Smith just wants a chance to try his case. The American public deserves that, too. We cannot go back to a time when a president, rather than give up power after losing an election, would be on the side of chaos and violence at the expense of democracy.
In the debate Tuesday night, JD Vance tried to wish the insurrection away. His charm offensive was a thinly disguised effort to wipe the slate clean and pretend January 6, 2021, never happened. Jack Smith is getting the last word in that debate, though. He says it did happen, it did matter, and that Donald Trump, presidential immunity or no, can be prosecuted for it. JD Vance’s non-answer in the debate was a concession that he’s all in on Donald Trump’s past and present ambition to be president again, whether the American voters want him to be or not. Vance, who has said he would not have certified the vote count for President Biden in 2020, is on board for a redux.

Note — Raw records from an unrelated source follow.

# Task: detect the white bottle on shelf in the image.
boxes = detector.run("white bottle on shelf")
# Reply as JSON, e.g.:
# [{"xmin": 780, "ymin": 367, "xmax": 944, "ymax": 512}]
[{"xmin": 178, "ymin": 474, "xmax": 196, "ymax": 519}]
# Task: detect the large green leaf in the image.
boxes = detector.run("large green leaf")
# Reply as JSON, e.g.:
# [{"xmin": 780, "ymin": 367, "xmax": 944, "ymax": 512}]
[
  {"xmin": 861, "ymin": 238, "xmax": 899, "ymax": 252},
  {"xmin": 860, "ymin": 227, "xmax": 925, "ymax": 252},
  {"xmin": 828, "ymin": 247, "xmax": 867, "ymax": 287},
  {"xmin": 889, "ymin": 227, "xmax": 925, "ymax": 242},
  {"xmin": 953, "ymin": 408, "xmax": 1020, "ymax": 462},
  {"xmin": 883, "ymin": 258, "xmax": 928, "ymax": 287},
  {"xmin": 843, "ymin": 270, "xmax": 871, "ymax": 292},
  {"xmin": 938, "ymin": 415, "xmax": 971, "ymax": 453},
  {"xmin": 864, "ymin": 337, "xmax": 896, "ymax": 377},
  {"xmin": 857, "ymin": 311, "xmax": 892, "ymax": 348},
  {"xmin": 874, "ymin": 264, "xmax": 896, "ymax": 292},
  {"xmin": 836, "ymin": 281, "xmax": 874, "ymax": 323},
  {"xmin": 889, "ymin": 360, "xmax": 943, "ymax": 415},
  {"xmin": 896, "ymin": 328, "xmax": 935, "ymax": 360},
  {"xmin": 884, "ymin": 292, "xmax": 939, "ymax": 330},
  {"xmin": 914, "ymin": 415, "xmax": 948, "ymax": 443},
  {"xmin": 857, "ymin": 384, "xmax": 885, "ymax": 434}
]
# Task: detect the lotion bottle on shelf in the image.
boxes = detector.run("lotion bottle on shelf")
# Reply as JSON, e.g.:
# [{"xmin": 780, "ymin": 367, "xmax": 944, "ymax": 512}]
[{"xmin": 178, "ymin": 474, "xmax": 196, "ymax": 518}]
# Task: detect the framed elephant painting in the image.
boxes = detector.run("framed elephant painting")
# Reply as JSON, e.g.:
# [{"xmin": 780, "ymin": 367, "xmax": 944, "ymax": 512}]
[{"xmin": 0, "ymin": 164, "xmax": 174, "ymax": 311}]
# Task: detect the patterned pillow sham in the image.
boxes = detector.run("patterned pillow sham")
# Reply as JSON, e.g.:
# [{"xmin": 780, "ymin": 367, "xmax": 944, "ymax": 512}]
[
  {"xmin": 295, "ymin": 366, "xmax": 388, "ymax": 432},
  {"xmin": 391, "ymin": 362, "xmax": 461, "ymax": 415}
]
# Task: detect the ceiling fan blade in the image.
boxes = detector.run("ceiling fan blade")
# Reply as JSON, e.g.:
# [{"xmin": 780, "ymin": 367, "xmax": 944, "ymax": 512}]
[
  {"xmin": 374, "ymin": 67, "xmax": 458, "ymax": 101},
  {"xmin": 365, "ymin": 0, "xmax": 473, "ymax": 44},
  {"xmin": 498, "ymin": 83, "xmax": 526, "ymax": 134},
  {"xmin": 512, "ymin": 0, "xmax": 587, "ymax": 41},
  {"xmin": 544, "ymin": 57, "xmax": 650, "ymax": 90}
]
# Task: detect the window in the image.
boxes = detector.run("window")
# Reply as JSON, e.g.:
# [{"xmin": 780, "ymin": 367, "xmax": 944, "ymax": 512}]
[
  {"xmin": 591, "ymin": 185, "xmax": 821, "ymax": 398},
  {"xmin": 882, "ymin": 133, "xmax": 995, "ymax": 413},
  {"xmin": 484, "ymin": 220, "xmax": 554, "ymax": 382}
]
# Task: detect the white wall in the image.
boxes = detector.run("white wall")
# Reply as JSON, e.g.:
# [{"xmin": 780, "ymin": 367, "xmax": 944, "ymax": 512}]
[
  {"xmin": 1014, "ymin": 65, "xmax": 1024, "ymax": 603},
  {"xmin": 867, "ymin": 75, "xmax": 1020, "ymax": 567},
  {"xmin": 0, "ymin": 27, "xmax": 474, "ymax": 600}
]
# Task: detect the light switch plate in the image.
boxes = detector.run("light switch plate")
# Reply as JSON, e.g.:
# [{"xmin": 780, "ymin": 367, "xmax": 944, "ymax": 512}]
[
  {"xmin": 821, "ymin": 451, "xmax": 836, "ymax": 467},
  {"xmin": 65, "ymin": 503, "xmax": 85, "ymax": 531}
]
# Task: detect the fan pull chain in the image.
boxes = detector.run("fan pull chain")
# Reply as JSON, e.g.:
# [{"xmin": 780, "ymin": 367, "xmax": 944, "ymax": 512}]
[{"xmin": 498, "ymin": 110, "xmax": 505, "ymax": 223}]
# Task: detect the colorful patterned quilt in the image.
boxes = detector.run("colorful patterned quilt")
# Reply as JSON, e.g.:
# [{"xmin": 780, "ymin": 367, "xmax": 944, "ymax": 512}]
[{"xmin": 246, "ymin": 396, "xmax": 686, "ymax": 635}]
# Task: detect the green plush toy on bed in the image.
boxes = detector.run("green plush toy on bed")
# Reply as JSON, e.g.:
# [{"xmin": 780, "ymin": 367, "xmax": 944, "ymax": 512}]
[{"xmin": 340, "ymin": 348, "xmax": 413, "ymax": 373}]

Tuesday night, a reporter in Milwaukee, Wisconsin, asked Trump if he trusted the electoral process this time around, Trump answered: “I’ll let you know in about 33 days.” In other words, the process only works if he wins.
Let’s get on with the election so Trump can face justice in a courtroom.
We’re in this together,
Joyce
If Trump wins the election and this goes away, what a catastrophe! I cannot believe more people aren’t taking this more seriously than any other policy issue. I think what we need is for Civics to be mandatory teaching, K through 18. We have lost our way in this regard.
The Trump response: I hadn’t realized Trump had such a honed sense of irony until he accused Jack Smith , with his 165-page indictment, of “election interference” … over Trump’s monumental interfering with the 2020 election certification!